However if I remove what is touching these connectors or if I touch the red chip by the antenna with my finger, it connects just fine.

If I have nothing connected or touching the board it connects to wifi just fine. Also, I can connect to any of the other GPIOs without problem.

Anyone seeing the same effect? Is there anything to do with this or is my board ready for the trashcan?

You already mentioned what works, don’t connect anything to gpio20/21. Not even pin header.
The problem is well known.
Another option is finger… :wink:

I have 3 ESP32-C3 SuperMini chips (HW-466AB) that would randomly connect or not. I tried all the suggestions but the only thing that worked for me was to change the framework from Arduino to esp-idf. Now they connect every time.

esp32:
board: esp32-c3-devkitm-1
framework:
type: esp-idf


Yes, that is recommended for esp32c3.

I have this same module (labelled HW-466AB) and found that the connection reliability dropped substantially as soon as I started connecting up the GPIO pins to my project.
I can get it to connect to my WiFi only sometimes, if I put my finger on the antenna while it’s trying to communicate.

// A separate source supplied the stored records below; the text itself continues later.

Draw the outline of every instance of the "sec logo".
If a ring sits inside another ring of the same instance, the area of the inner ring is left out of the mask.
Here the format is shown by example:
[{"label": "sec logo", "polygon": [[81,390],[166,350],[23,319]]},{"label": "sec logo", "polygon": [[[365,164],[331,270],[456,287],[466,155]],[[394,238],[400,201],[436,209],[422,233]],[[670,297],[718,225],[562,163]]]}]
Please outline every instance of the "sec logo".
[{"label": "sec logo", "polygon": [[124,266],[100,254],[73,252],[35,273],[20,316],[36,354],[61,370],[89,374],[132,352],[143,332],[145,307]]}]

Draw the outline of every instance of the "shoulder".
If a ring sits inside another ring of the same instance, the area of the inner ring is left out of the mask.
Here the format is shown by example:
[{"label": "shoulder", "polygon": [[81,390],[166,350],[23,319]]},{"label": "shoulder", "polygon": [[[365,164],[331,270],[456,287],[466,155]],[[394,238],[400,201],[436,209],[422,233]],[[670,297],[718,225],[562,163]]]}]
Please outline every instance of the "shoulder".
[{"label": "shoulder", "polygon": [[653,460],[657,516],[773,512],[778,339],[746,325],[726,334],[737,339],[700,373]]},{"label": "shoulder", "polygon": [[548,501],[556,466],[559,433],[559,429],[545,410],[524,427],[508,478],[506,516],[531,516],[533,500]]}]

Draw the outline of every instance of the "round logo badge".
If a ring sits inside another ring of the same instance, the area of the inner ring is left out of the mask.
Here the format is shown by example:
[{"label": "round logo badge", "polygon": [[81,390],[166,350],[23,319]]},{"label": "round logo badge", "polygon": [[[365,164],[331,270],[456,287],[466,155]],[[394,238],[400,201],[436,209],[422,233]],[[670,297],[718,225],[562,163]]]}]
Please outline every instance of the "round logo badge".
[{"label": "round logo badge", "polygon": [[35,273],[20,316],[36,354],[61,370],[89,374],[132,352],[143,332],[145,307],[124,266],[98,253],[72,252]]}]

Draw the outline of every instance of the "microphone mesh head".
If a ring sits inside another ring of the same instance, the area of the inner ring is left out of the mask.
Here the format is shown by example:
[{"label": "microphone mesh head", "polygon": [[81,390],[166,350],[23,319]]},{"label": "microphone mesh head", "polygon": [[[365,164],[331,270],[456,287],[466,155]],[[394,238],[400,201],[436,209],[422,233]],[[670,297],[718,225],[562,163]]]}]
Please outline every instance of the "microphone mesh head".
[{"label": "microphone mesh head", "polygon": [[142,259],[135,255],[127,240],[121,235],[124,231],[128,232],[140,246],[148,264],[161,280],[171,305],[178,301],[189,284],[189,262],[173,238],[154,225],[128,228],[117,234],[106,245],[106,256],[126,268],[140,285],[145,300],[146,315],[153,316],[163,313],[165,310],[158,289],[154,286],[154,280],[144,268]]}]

I think that round contact by the “0” mark is for an external antenna, and perhaps I could use it, but I can’t find details about what modifications are needed to enable it. I suspect it might be as simple as moving that jumper that is right above the integrated antenna “C3” to the pads beside it.
If anyone has a definitive guide, please let me know. Thanks.

I bought several batches ESP32 C3 Super mini from Aliexpress. Some of them clearly have bad Wifi antenna design. Their Wifi signal strength is significantly worse than the “good” ones, as tested below in a controlled environment.

I have a similar C3 super mini board (Tenstar branded) working with sensors connected (a display and an I2C sensor).

  • Same framework as @jonwalton389 noted above.
  • GPIO20 & 21 in use for I2C.
  • GPIO0, 1, 2, 3 8 all in use.
  • Powered via the C3 USB-C connector.
  • Sensors connected via expansion board below (no battery connected).

Very reliable, no boot / wifi issues under this configuration.

I switched from the expansion board to a mini-breadboard and could no longer connect to wifi. Boot was successful every time (my display was working) but wifi would not connect. Swapped back to the expansion board and everything works again.

Perhaps the expansion board is providing better power regulation? Has anyone else experiencing problems tried using an expansion board?